Марат развернулся, но остался стоять около окна. Из-за ослепляющего солнечного света я не могла разглядеть его лица.
– Но зачем?
– Помнишь, ты просила спасти вас? Защитить? Это и есть моя защита.
Я согласно кивнула. Не думала, что это произойдет именно так, но если нет других вариантов…
– Теперь ты моя жена. А Денис будет моим сыном. Пусть и приемным, но он, как и ты, будет носить мою фамилию. Это гарант того, что вы не пропадете. Оба.
– Спасибо, – выдохнула я, вздрогнув, когда Марат сделал шаг вперед.
– Не нужно благодарностей, Варвара. Я делаю это не ради тебя. Даже не ради мальчишки.
– Тогда зачем?
– Ради себя, – он усмехнулся.
Приблизился к кровати, остановился, нависая надо мной, а после присел на край, вынуждая меня отползти по возможности дальше от его горячего огромного тела. От его разрушающей подавляющей энергетики. От напора, с которым я никогда не могла бороться.

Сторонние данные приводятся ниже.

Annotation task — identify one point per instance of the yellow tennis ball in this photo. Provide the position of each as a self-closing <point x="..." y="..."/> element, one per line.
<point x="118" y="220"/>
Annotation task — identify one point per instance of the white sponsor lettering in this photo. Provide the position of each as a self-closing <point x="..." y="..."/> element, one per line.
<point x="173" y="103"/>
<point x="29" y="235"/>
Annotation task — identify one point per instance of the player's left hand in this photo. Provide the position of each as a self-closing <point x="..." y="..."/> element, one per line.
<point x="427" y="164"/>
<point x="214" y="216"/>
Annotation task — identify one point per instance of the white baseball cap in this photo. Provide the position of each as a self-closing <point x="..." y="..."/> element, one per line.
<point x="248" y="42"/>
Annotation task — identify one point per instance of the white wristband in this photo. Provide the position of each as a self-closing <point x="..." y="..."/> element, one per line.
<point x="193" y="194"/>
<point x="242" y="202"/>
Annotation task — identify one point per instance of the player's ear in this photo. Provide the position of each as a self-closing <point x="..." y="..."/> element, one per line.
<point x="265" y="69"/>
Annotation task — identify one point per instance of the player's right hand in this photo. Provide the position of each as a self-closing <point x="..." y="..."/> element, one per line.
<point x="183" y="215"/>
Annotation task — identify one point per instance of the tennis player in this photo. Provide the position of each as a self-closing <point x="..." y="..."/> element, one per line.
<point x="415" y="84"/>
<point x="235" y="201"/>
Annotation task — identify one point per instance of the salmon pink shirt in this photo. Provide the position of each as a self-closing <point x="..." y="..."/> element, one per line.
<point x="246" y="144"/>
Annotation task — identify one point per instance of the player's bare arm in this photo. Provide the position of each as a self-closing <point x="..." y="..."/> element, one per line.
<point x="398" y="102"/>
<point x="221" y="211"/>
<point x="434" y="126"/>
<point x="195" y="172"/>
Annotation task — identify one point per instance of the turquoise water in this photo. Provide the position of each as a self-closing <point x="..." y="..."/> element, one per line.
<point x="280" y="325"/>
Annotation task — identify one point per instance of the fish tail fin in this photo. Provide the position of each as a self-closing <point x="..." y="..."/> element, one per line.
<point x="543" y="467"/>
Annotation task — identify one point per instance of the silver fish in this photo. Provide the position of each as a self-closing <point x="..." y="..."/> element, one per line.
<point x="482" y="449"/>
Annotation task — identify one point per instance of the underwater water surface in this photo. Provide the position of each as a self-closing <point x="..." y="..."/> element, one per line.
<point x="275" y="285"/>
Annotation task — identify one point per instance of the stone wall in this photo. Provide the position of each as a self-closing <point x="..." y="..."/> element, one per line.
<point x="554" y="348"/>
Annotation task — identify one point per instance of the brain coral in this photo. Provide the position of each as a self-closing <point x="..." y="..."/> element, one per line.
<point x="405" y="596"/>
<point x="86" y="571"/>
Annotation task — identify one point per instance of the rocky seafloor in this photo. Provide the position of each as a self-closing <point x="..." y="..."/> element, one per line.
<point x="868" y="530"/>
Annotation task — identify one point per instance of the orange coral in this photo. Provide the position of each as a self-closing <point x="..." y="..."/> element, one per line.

– Ты слышала о «меньшем зле»?
Я покачала головой. Уставилась на Марата, он же медленно поправил манжеты белоснежной рубашки.
– У тебя был выбор, Варя, вот только ни один из них не был для тебя лучшим. С одной стороны ты могла оказаться на улице. В прямом смысле. Сегодня же тебя бы выписали, и ты с переломами и незавершенным лечением в этой больничной одежде оказалась на улице. Без гроша в кармане, без документов. У тебя не было бы ничего. Даже мальчика. Потому что ни одна опека не отдала бы ребенка человеку, у которого нет ничего. И чтобы ты тогда сделала?
Я промолчала. Шумно проглотила вставший в горле ком. Он не угрожал. Он говорил так, как должно было бы случиться рано или поздно.